Abstract

Background The purpose of this study was to perform a systematic literature review to determine whether coronary disease endovascular therapy with drug eluting stents (DES) compared with bare metal stents (BMS) is cost-effective. Methods A systematic review was performed in Pubmed/Medline, Embase, CDRS, NCBI, Hinari, CRD, DARE, NHSEED, HTA, HSRPROJ, HSTAT electronic databases to identify full economic evaluation studies with healthcare system perspective reporting the relationship between cost/absolute risk reduction and cost/QALY, without date or language limitations. Results Sixteen studies were included (21807 participants). Paclitaxel or sirolimus DES compared with BMS were evaluated in five studies (31.25%), 31.25% assessed only sirolimus eluting stents, 25% only paclitaxel eluting stents and 12.5% zotarolimus eluting stents. Health care payment perspective was explicit in 93.75% of the studies.
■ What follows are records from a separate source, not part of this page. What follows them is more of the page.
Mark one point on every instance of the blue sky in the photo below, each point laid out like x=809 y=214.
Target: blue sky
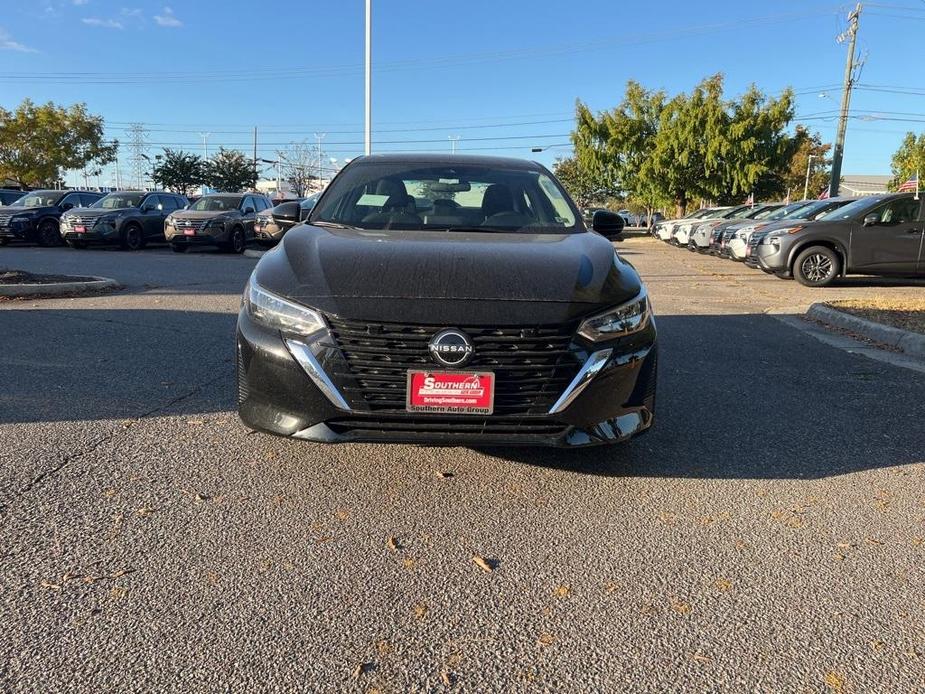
x=501 y=75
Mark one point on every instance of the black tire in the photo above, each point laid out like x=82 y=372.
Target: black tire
x=816 y=266
x=132 y=239
x=237 y=242
x=48 y=234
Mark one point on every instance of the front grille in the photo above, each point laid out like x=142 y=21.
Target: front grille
x=194 y=225
x=74 y=220
x=384 y=426
x=532 y=365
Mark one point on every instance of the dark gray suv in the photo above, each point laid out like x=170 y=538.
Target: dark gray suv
x=877 y=235
x=225 y=220
x=128 y=218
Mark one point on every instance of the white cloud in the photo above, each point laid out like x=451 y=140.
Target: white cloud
x=8 y=44
x=103 y=23
x=167 y=19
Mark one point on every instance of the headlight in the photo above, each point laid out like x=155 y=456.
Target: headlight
x=277 y=313
x=627 y=319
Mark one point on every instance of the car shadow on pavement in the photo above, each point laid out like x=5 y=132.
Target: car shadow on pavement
x=740 y=396
x=748 y=397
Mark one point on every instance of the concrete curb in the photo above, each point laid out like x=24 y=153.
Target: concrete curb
x=908 y=342
x=95 y=284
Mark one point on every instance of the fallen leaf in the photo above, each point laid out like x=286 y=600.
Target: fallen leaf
x=835 y=682
x=482 y=563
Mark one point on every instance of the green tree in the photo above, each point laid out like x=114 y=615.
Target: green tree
x=908 y=160
x=178 y=171
x=229 y=171
x=39 y=143
x=795 y=177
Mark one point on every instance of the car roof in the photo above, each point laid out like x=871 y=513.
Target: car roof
x=449 y=159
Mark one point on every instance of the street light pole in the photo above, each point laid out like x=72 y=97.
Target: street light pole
x=809 y=168
x=369 y=76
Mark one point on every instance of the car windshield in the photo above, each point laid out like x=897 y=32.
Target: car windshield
x=853 y=209
x=116 y=201
x=41 y=198
x=452 y=197
x=309 y=202
x=215 y=204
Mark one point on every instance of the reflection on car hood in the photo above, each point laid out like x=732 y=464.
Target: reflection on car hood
x=200 y=214
x=439 y=277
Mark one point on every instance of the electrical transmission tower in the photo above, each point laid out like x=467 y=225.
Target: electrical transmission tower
x=138 y=145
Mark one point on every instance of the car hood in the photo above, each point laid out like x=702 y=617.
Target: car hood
x=14 y=210
x=92 y=212
x=201 y=214
x=448 y=278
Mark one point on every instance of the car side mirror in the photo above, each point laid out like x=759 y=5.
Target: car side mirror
x=608 y=224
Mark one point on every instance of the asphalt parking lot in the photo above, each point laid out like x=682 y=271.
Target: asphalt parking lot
x=767 y=535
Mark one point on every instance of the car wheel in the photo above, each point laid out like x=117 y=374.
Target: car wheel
x=237 y=240
x=817 y=266
x=49 y=234
x=132 y=238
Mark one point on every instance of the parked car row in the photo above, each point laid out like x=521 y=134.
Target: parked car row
x=812 y=241
x=132 y=219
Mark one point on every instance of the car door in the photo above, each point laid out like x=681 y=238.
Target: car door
x=248 y=215
x=152 y=216
x=888 y=239
x=168 y=204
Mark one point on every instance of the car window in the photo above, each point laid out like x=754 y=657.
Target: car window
x=423 y=195
x=72 y=199
x=898 y=211
x=216 y=204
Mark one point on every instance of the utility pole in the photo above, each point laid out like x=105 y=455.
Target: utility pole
x=369 y=77
x=319 y=138
x=838 y=153
x=256 y=175
x=205 y=145
x=809 y=168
The distribution of patient characteristics was similar in all groups and balanced in observational studies. Six of the 16 studies concluded that DES was not costeffective in their population, but that in subgroups at greater risk of restenosis or with multiple vessel disease the therapy was cost-effective. Conclusions The studies were consistent in the reduction of target vessel revascularization frequency with DES compared to BMS without affecting mortality at 12 month follow-up. The intervention was cost-effective in studies at greater risk of restenosis or with multiple vessel disease.